Il est monté sur la loggia de Saint-Pierre dans un moment où l’Église, le monde, et surtout l’Afrique, avaient désespérément besoin d’une voix morale. Léon XIV, ancien cardinal Robert Francis Prevost, premier pape américain de l’histoire, n’aura pas le luxe d’un pontificat tranquille. Car tandis que la fumée blanche s’élevait au-dessus du Vatican, une ombre lourde planait sur la planète : le retour de Donald J. Trump à la Maison-Blanche.
À peine réinstallé, le président américain déploie une politique étrangère musclée, centrée sur l’Amérique seule. Le financement de programmes de développement en Afrique est gelé. Les aides médicales internationales sont réduites à leur plus simple expression. Et les diplomaties africaines, de Dakar à Nairobi, se retrouvent orphelines d’un partenaire devenu indifférent.
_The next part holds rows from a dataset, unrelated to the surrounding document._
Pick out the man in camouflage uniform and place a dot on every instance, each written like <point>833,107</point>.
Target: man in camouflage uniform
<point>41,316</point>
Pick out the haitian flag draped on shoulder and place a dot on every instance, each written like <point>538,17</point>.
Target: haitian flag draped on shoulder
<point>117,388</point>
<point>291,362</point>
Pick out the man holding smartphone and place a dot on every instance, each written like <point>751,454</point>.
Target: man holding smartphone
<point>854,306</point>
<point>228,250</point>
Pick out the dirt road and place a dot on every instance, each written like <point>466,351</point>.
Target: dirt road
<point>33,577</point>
Dans cette ère de replis, qui parlera pour les invisibles ? L’Église catholique, profondément enracinée en Afrique, conserve une légitimité spirituelle et humaine que la géopolitique ignore trop souvent. Hôpitaux, écoles, paroisses, œuvres sociales : l’Église est présente là où les États désertent.
Léon XIV hérite donc d’un rôle bien au-delà du dogme : il devient un acteur moral international, capable de dire ce que d’autres n’osent plus dire. Et face à Donald Trump, il est peut-être l’un des rares à pouvoir être écouté sans être méprisé.
Un Pape Américain, mais Universel
Léon XIV partage avec Trump une langue, une culture, certains codes. Mais là s’arrêtent les ressemblances. Là où le Président construit des murs, le Pape est appelé à bâtir des ponts. Il n’est pas le pape de l’Amérique, mais le pasteur du monde.
S’il veut que son pontificat soit fidèle à la mission du Christ, Léon XIV devra rapidement hausser le ton. Exiger que l’Afrique ne soit plus marginalisée. Interpeller le pouvoir américain au nom d’une foi qui ne se contente pas de prières, mais se traduit en justice concrète.
Le continent africain ne tend pas la main pour mendier. Il réclame qu’on l’écoute, qu’on le traite avec dignité, qu’on respecte ses peuples et ses enjeux. Une visite du pape au cœur du continent à Kinshasa, Abidjan ou Juba serait un signal clair : l’Afrique est au cœur de l’Église, et donc au cœur du monde.
Un pontificat prophétique
Léon XIV n’a pas choisi le tumulte de ce moment. Mais le moment l’a choisi, lui. Il devra être le pape du dialogue, certes, mais aussi de la fermeté morale. S’opposer, sans haine, à un président qui brandit la foi tout en piétinant ses exigences.
L’Église ne peut pas se taire quand le sort de millions dépend d’une décision politique. Et si une main tendue peut adoucir le cœur de Trump, elle devra être portée par un pape convaincu que la vérité ne se négocie pas.
En ce mois de mai 2025, l’Église universelle entame un nouveau chapitre avec Léon XIV. Ce chapitre ne pourra être neutre. Soit il sera missionnaire, engagé et lucide, soit il sera complice par silence.
Et l’Histoire ne retiendra pas seulement ce que ce pape aura dit. Mais à qui il aura eu le courage de le dire.